I noticed an annoying behavior from LearnerTensorboardWriter
. In the specific case where the training phase ends with iteration % self.loss_iters == 0
or iteration % self.hist_iters == 0
(I am not sure if it is only one or the two of them that cause problem), as the value of iteration
doesn’t change throughout the validation phase, it will keep trying to write the loss and the histogram to the tensorboard.
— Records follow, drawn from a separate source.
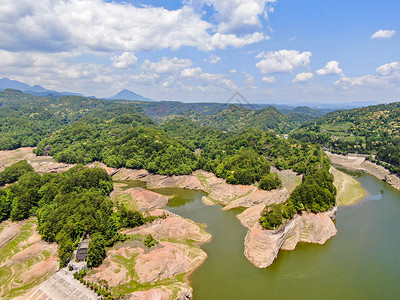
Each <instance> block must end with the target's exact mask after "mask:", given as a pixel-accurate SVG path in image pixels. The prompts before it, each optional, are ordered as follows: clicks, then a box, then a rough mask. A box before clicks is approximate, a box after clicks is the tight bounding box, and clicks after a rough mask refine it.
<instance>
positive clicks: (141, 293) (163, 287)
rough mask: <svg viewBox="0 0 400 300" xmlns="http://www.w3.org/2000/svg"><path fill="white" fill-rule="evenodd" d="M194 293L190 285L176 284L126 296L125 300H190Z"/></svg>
mask: <svg viewBox="0 0 400 300" xmlns="http://www.w3.org/2000/svg"><path fill="white" fill-rule="evenodd" d="M192 293H193V289H192V288H191V287H190V286H189V285H187V284H185V283H182V282H176V283H174V284H171V285H168V286H160V287H157V288H154V289H150V290H147V291H137V292H134V293H132V294H129V295H127V296H125V298H126V299H131V300H156V299H157V300H189V299H192ZM174 295H175V296H174Z"/></svg>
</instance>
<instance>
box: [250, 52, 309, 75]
mask: <svg viewBox="0 0 400 300" xmlns="http://www.w3.org/2000/svg"><path fill="white" fill-rule="evenodd" d="M311 55H312V53H311V52H308V51H307V52H302V53H300V52H299V51H297V50H286V49H283V50H279V51H268V52H261V53H260V54H259V55H257V56H256V58H263V59H262V60H261V61H259V62H258V63H257V64H256V67H257V68H258V69H259V70H260V72H261V73H264V74H272V73H287V72H292V71H293V70H294V69H297V68H300V67H305V66H308V65H309V64H310V57H311Z"/></svg>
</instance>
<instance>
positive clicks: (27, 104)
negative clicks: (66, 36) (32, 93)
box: [0, 89, 153, 150]
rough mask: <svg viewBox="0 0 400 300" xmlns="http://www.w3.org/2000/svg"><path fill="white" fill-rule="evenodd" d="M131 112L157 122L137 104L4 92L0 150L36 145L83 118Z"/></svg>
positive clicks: (64, 96) (105, 116) (91, 98)
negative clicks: (150, 118)
mask: <svg viewBox="0 0 400 300" xmlns="http://www.w3.org/2000/svg"><path fill="white" fill-rule="evenodd" d="M124 114H128V115H131V117H132V116H134V117H135V118H136V119H137V120H138V121H139V122H140V123H153V122H152V121H151V119H150V118H148V117H146V116H145V115H144V112H143V110H142V109H141V108H140V107H138V106H136V105H134V104H127V105H125V104H119V103H112V102H109V101H105V100H99V99H95V98H86V97H80V96H63V97H40V96H32V95H29V94H25V93H23V92H21V91H19V90H12V89H7V90H5V91H3V92H0V132H1V135H0V150H10V149H16V148H19V147H33V146H36V145H37V143H38V142H39V141H40V140H42V139H43V138H44V137H46V136H49V135H50V134H51V133H53V132H55V131H56V130H59V129H61V128H64V127H65V126H67V125H68V124H71V123H74V122H75V121H77V120H79V119H80V118H82V117H85V116H86V117H96V118H100V119H104V120H105V119H111V118H113V117H115V116H123V115H124Z"/></svg>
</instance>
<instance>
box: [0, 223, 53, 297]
mask: <svg viewBox="0 0 400 300" xmlns="http://www.w3.org/2000/svg"><path fill="white" fill-rule="evenodd" d="M2 226H3V227H4V229H3V230H2V231H1V232H0V241H1V244H0V270H1V272H0V282H1V285H0V299H10V298H13V297H17V296H22V295H23V294H25V293H26V292H27V291H28V290H30V289H31V288H32V287H33V286H35V285H37V284H40V283H41V282H43V281H44V280H46V279H47V278H48V277H50V276H51V275H52V274H54V273H55V272H56V271H57V269H58V258H57V245H56V244H49V243H46V242H44V241H42V240H41V238H40V235H39V234H38V232H37V225H36V219H34V218H31V219H28V220H25V221H20V222H17V223H13V222H11V221H6V222H3V223H2Z"/></svg>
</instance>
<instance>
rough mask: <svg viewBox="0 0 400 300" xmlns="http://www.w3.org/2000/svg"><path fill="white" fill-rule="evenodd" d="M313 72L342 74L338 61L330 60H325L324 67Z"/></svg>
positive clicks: (324, 73)
mask: <svg viewBox="0 0 400 300" xmlns="http://www.w3.org/2000/svg"><path fill="white" fill-rule="evenodd" d="M315 73H317V74H318V75H332V74H342V73H343V70H342V69H341V68H339V62H337V61H335V60H332V61H329V62H327V64H326V65H325V67H323V68H321V69H319V70H317V71H316V72H315Z"/></svg>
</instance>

As it doesn’t write anything, I guess it gets stuck in the queue for the whole phase and keeps accumulating in RAM (it was something like 300MB/batch, so there is at least all the histograms getting stuck).
I am not sure if this behavior can be changed directly within the async writer, but for now I patched it by testing if model is in training phase at the beginning at on_batch_end
:
def on_batch_end(self, last_loss:Tensor, iteration:int, train:bool, **kwargs)->None:
"Callback function that writes batch end appropriate data to Tensorboard."
if iteration == 0 or not train: return
self._update_batches_if_needed()
if iteration % self.loss_iters == 0: self._write_training_loss(iteration=iteration, last_loss=last_loss)
if iteration % self.hist_iters == 0: self._write_weight_histograms(iteration=iteration)
If that solution is ok, I could suggest a PR, but there may be a more general solution (putting iteration = -1
in CallbackHandler
when training is finished or something with the writer itself, I don’t know).